The rise in the popularity of tea in Western culture, over the past decade or so, has led to a greater demand for teas that were once known and loved only by those Westerners, who were truly "into" tea, usually people, who had been introduced to these teas from China, Japan, and other Eastern countries by peoples of those lands. Teas of the oolong and pu'erh varieties never found large inclusion in the classic English tea times, yet their lack of hyper-popularity actually lends weight to their filling the role of "tourist teas." I guarantee that a visit to the local Chinatown or Oriental market will reveal an abundance of options in these varieties. Often, they are so attractively packaged, as to make wonderful souvenirs...yet the price paid for them can only be for one thing, and it is not the quality. (Yes, I do mean that you pay for the packaging...The tea inside is probably worth less than a tenth of what the cost is...gimmicky, no?)
There is a good example of what I mean, but, first, a bit of definition to provide background.
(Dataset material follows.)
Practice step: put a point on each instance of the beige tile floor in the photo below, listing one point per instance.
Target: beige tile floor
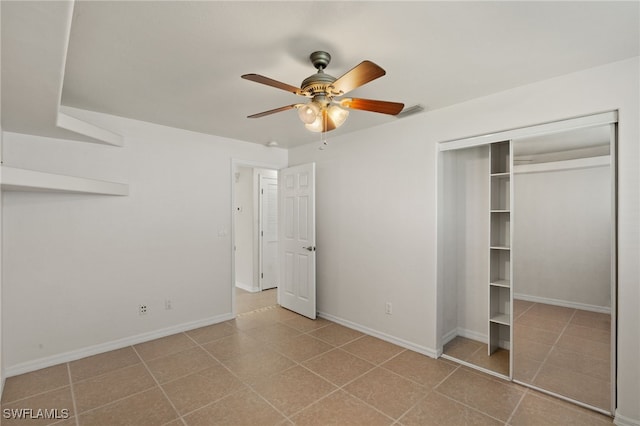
(270, 366)
(564, 350)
This is from Wikipedia (the information is sound, here): "Pu-erh tea, also spelled as Pu'er tea, is a variety of fermented dark tea... Fermentation is a tea production style in which the tea leaves undergo microbial fermentation and oxidation after they are dried and rolled...All types or pu-erh can be stored for maturity before consumption and
that is why it has become common for the products to be labelled with
year and region of production." The technicalities of this description could probably be argued, but, for the sake of this article, it is not worth getting into it. Okay, excellent, now that you know what pu'erh tea is... I was in San Francisco's Chinatown, today, and came across these fun-looking items:
"Guang He Jie Pu Cha" reads the label. A small tangerine, stuffed with pu'erh, which has been aged together, imparting some of the tangerine flavor to the pu'erh tea. After buying one of them, knowing that it would be mediocre (at best), I took it home and brewed it. My suspicions were confirmed. While I am not an expert in pu'erh teas (though certainly not an amateur), I can tell you that these are cheap, definitely mediocre, and not worth even the few dollars that they will cost. Are they unique and attractive to tourists? Absolutely! And, because of that, they can be found in Chinatowns from San Francisco to Chicago to New York (yes, even these same little dried tangerines - the same brand at every location, often times).
I am, by no means, railing against such teas. It is my intention, only, to give warning to those, who might be drawn in by the "uniqueness" and left feeling cheated by the pretty packaging, when the taste does not match the flashiness. "You get what you pay for" does not always apply to tea.
A note on the new tag, "teadrunk-en rambles": Being teadrunk is a real thing. I know that it sounds, as gimmicky, as the above tangerines, but, rather than take my word for it, allow me to direct you to some additional information. Lindsey Goodwin at About.com Coffee & Tea has a good description, here, as does Phyll Sheng and Sandy Bushberg, both of T Ching. The euphoric feeling is the aspect that I, personally, feel the most. Today's adventure in Chinatown involved about four hours, straight, of drinking aged pu'erh, followed by a several mile hike and then several more hours of drinking pu'erh, when I returned to where I was staying. Certainly a good time!
Technical tea note: The tea inside in the tangerine is most definitely a shou, yet it is so young as to have a sheng aftertaste and the bite of an immature pu'erh. At the location, where I purchased it, the shopkeeper confirmed that it was only about five years old, probably less. The flavor could probably be improved by five or more additional years in conditions suitable for pu'erh aging, but whether it is worth the time is questionable.